While few industries have been spared by the impact of the Covid-19 pandemic over the past two years, even fewer have been hit as hard as the tourism sector. After "the worst year in tourism history", international tourist arrivals increased by just 5 percent in 2021, as travel restrictions remained in place for protracted periods in many parts of the world. International tourist arrivals once again fell more than one billion short of pre-pandemic levels, keeping the industry at levels last seen in the late 1980s.
Prior to the coronavirus outbreak, the global tourism sector had seen almost uninterrupted growth for decades. Since 1980, the number of international arrivals skyrocketed from 277 million to nearly 1.5 billion in 2019. As our chart shows, the two largest crises of the past decades, the SARS epidemic of 2003 and the global financial crisis of 2009, were minor bumps in the road compared to the Covid-19 pandemic.
Almost six months into 2022, a sense of optimism has returned to the tourism sector, as travel demand finally shows signs of a significant uptick. According to the UNWTO's latest World Tourism Barometer, international tourism increased by 182 percent in the three months of 2022 compared to the previous year. While that's still 60 percent below 2019 levels, the uptick in international arrivals gathered pace in March, pointing towards a strong second quarter leading into the summer holiday season.

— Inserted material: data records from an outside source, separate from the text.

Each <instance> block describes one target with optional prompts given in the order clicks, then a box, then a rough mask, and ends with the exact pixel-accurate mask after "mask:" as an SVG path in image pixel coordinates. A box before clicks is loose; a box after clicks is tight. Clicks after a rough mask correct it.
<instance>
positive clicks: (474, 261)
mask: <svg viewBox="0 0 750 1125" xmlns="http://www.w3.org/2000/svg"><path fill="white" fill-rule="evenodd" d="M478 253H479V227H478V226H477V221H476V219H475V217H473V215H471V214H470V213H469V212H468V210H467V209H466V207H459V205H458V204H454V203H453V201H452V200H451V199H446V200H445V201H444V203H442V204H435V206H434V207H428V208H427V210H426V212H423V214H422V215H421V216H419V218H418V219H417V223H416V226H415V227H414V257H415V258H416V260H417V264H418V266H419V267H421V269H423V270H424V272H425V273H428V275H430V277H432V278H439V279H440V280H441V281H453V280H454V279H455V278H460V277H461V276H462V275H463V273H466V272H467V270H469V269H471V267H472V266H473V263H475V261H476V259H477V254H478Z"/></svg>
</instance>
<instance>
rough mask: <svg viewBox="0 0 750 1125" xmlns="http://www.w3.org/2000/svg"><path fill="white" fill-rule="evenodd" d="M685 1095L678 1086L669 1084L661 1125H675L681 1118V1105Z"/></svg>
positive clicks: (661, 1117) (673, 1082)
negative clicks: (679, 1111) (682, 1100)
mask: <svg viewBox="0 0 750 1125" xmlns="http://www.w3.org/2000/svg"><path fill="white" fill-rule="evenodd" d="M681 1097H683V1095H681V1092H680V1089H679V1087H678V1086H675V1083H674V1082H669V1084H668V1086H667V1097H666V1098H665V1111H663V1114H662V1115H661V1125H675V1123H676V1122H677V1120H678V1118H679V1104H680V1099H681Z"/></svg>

As the following chart shows, the UNWTO now expects international tourist arrivals to reach 55 to 70 percent of 2019 levels this year, which is equivalent to a 90 to 140 percent improvement over 2021. While confidence is slowly building in the industry, there are some big ifs to consider. Not only could Covid make a comeback in the fall or whenever a more lethal variant emerges, but the war in Ukraine, inflation and global economic conditions could also stifle tourism's return.